Metabox

A minimal envelope format for content-addressed records.


Abstract

Metabox is a minimal envelope format for content-addressed records. It defines eight fixed fields that answer "who said what, when" plus a body object for domain-specific payload. Records are JSONL, IDs are BLAKE3 hashes of a canonical form.

The format is designed for append-only, VCS-friendly record streams — quality attestations, dependency declarations, audit logs, or any structured signal that benefits from content addressing and a uniform envelope.

1. Envelope Fields

Every Metabox record is a JSON object with exactly eight top-level fields, in this canonical order:

# Field Type Required Description
1 metabox string yes Envelope version. Always "1".
2 type string yes Body schema identifier.
3 subject string yes What this record is about.
4 issuer string yes Who or what created this record (URI).
5 issuer_type string no Issuer classification (see 1.5).
6 created_at string yes RFC 3339 timestamp.
7 id string yes Content-addressed BLAKE3 hash (see section 3).
8 body object yes Type-specific payload.

Seven fields are required. issuer_type is optional. All eight are present in the canonical field order.

1.1 metabox

Always the string "1". This field is self-identifying — any JSON object with a metabox field is a Metabox record. Parsers SHOULD use this field to detect Metabox records in mixed streams.

The value is a string, not an integer, to allow future non-numeric versioning schemes and to avoid ambiguity with other version fields (like Qualifier's "v": 3).

1.2 type

A string that identifies the schema of the body object. Metabox itself does not define any types — they are the domain of consuming projects.

The type field is opaque to Metabox. It carries no semantics at the envelope level beyond identifying which body fields to expect.

1.3 subject

What this record is about — a file path, URL, package name, service endpoint, or any other addressable thing. The string is opaque to Metabox. Naming conventions are a project-level decision.

Examples: "src/parser.rs", "pkg:npm/lodash@4.17.21", "service/health", "https://example.com/api/v2".

1.4 issuer

Who or what created this record (URI). Typically a mailto: URI, https: service URL, or other URI-scheme identifier. The string is opaque to Metabox.

1.5 issuer_type

Optional classification of the issuer entity. When present, it is one of: "human", "ai", "tool", or "unknown". Omitted when not applicable.

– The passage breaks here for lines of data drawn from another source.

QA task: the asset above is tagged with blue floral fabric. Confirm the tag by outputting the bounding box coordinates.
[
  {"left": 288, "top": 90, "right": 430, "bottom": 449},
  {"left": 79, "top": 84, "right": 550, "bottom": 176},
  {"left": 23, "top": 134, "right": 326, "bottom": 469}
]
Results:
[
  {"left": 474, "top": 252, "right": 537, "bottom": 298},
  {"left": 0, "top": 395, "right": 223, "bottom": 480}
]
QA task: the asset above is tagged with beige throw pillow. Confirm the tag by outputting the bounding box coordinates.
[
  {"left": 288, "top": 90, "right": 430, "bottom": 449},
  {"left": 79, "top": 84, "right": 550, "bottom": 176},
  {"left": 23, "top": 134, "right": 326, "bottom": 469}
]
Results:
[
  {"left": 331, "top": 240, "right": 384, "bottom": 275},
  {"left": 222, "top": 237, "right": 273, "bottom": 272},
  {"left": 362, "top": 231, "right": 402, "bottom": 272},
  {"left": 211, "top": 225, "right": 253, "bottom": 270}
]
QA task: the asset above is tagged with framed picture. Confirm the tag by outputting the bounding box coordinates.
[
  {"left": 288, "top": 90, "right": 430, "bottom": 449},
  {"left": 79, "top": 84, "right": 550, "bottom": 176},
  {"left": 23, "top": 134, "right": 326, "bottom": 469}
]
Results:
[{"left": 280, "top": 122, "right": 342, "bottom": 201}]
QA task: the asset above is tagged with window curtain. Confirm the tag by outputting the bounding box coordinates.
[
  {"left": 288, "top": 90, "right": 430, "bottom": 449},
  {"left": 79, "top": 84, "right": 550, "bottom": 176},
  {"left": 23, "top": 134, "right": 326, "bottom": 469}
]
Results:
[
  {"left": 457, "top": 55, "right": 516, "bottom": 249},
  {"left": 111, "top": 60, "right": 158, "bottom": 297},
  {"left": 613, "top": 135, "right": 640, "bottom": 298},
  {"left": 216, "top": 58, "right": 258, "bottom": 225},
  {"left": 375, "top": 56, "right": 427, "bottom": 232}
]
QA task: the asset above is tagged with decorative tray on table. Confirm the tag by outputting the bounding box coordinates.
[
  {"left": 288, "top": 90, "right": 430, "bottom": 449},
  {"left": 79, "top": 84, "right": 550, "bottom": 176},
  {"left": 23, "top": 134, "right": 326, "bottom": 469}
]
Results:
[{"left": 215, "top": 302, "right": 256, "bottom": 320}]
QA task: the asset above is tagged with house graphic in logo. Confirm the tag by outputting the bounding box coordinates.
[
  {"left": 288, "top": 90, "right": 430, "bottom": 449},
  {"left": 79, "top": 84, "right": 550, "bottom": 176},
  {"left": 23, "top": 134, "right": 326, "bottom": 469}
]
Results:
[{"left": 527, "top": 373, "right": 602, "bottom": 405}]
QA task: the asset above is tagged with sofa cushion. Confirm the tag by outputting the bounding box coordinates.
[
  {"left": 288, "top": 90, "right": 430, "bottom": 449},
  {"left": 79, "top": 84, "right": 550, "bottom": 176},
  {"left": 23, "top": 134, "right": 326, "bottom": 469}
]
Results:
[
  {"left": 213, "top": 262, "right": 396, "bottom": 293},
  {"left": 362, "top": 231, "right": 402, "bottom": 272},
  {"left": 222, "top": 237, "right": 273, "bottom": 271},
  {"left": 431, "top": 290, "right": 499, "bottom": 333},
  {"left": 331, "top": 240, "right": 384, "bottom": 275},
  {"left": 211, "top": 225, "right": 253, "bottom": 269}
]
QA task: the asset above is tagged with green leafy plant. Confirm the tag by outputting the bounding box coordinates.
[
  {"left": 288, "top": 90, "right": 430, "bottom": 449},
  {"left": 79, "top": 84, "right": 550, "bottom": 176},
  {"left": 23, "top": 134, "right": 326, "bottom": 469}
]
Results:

This field lives in the envelope (not the body) because it answers an envelope-level question — "what kind of entity issued this record?" — and is uniform across all record types.

1.6 created_at

An RFC 3339 timestamp indicating when the record was created.

1.7 id

A lowercase hex-encoded BLAKE3 hash of the record's Metabox Canonical Form (section 3), 64 characters. Content-addressed: the same record always produces the same ID.

1.8 body

A JSON object containing the type-specific payload. The body is always present. Types with no fields use an empty object {}.

The envelope never looks inside the body. Generic Metabox tooling (indexers, replicators, filters) can operate on the envelope fields without understanding or parsing the body.

2. File Format

Metabox records are stored as JSONL — one JSON object per line, UTF-8 encoded.

Rules:

File extensions are a project-level decision. Metabox does not mandate an extension. (Qualifier uses .qual; other projects may use .jsonl, .metabox, or whatever fits their ecosystem.)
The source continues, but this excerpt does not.